I was told over and over by various medical staff that you only really get one chance to recover properly from this and they are right. I am frightened of doing too much too soon or having a prolapse. In the first 6 weeks, I was on HRT patches and not sleeping well at all due to hot flushes, I went to the doctor to review my progress and discuss this with them. I was given something to help me sleep and told to allow up to 12 weeks before the HRT could be reviewed.
I brought a gel cool mat for my bed to help with the flushes-although I think I boiled it with the amount I had. I spent the sleepless hours looking on the internet. I found the most amazing site – the Hyster Sisters site- any question I had, I could find the answers here and I had a lot of questions. I started taking sage tablets to try and help with the flushes, it is early days but I think they are helping.
I also brought an abdominal support which made a huge difference when I walked or did gentle housework activities.
Nearly ten weeks on, I can begin to feel the benefits of having had this surgery already, I am no longer in the major pain and discomfort that has plagued me for years. I know that each week I feel better and better and can do more. I was told not to measure my recovery with anyone else’s as everyone recovers differently and to follow the chart as a guide with the understanding that “if it hurts, ease back and rest and try again in a few days or so”.

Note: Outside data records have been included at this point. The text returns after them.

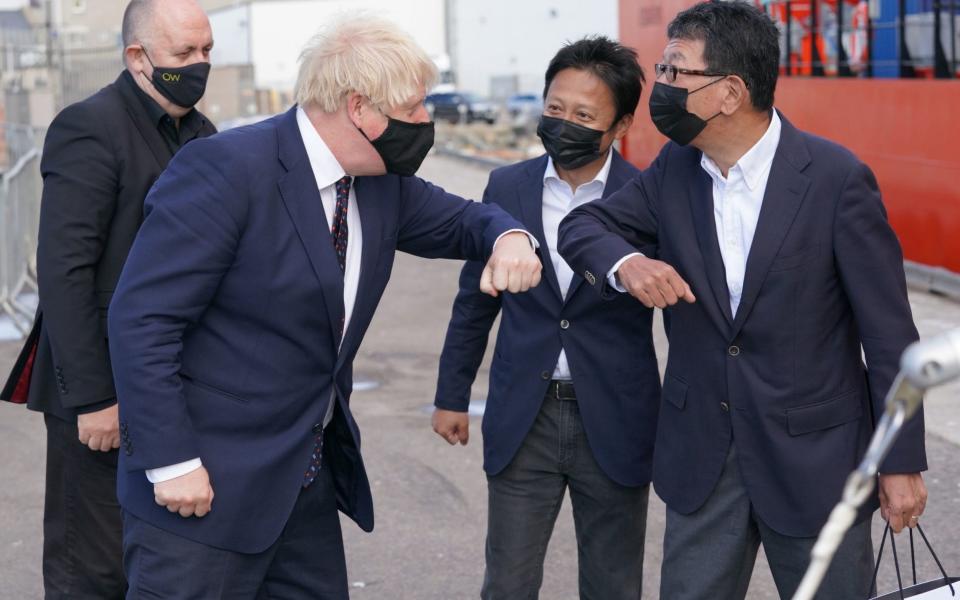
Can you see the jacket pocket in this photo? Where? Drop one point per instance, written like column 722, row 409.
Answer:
column 675, row 391
column 795, row 259
column 212, row 388
column 826, row 414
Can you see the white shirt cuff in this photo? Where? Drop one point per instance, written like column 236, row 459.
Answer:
column 612, row 274
column 173, row 471
column 533, row 241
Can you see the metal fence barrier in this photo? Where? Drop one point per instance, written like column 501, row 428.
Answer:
column 20, row 189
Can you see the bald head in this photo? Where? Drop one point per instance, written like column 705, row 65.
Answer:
column 147, row 22
column 167, row 34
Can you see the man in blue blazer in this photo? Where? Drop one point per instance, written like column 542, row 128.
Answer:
column 574, row 386
column 234, row 326
column 778, row 267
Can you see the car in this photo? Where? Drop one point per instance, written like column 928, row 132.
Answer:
column 455, row 106
column 525, row 105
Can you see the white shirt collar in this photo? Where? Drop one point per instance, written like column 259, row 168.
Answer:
column 756, row 162
column 551, row 172
column 326, row 168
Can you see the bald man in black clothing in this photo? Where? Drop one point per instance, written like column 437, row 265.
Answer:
column 100, row 158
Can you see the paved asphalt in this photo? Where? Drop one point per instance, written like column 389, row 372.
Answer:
column 431, row 498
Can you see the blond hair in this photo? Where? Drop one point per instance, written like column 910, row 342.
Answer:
column 365, row 55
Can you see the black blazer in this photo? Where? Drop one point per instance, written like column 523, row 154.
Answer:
column 100, row 157
column 609, row 347
column 784, row 379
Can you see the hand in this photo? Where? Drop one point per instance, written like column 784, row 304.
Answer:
column 189, row 495
column 452, row 426
column 902, row 497
column 512, row 267
column 100, row 430
column 653, row 282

This is a personal view of my laprascopic hysterectomy and I do not regret having it done, it is already showing me what impact the endometriosis and adenomyiosis had on my life. coming out the other side, I am feeling stronger and better each week. I feel if I had waited for my NHS appointment, that i would still be waiting for my surgery now and still suffering. I don’t want pity or sympathy. I want to get the word out that it’s okay to talk about women’s issues openly and seek answers, don’t suffer in silence. Xx
On the upside, my hubby thinks it’s hilarious that I have gone from the one who always felt the cold in our relationship to the one who is now feeling hot and flushed all the time….hurry up HRT and work!
Congratulations on your surgery being successful! I hope you adjust to the hormones soon because I know personally how trying it can be!